I jumped at the chance to take part in the inaugural UCI 2.2 Mzansi Tour in South Africa when the opportunity arose. I would be riding for the Cape Town based team, NuWater, and, more importantly, it would be exciting to race back on home soil. But, as the temperature rose to over 40 degrees on the first day, it didn’t feel like home, it felt like a furnace.

Going Home

Getting there wasn’t easy either. After a 7 hour drive to Limoge for the 2nd round of the French Cup, I had to immediately head to the train station for a 4 hour journey to Paris. With my suitcase and bike bag in tow, I arrived at the Paris airport just after 12pm and settled on the floor for a bit of shut eye before my 7am flight. At 5am I checked in for the 11 hour flight home. I wasn’t too happy about getting a middle seat but I felt more sorry for the passengers next to me because I only had the chance to baby wipe shower since the race the day before.
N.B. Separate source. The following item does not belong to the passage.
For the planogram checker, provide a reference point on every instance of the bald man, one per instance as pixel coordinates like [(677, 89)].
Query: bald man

After two days of travel, I arrived home to rather festive South Africa and I couldn’t help becoming excited for the 5 day tour ahead. Then, horror! When we arrived in Nelspruit, where the tour was destined to start, I unpacked my bike to find my front fork had been smashed to pieces. The normal rigidity was replaced with a bendy piece of spaghetti. Being 7pm, I would have to wait until the following day, the day before the start of the tour, to source a new fork.

Spaghetti Fork
Spaghetti Fork

The next day, my hunt for a replacement fork began with 4 hours of phone calls to Giant reps, bike stores, and friends. I eventually tracked down one at Valencia Cycles in Nelspriut and, although the black and blue fork would look rather odd with my white frame, at least I would be able to start.

Stage 1

In preparation for the 165km stage, I ate my weight in breakfast. The temperature was forecast to be rising all day and with attacks flying as we rolled off the start line at Kruger Park, I knew I was in for a tough day. When a break eventually settled up the road, the peloton took on a steady rhythm but as the temperature rose over 40 degrees, the bunch continued to thin out on every climb. Even though the commissaires opened feeding early, riders were continuously scrambling for bottles and cold water in an attempt to control body temperature. Now accustomed to French racing in sub 15 degree weather, I realized I was clinging on with everything I had, struggling to handle the furnace-like conditions.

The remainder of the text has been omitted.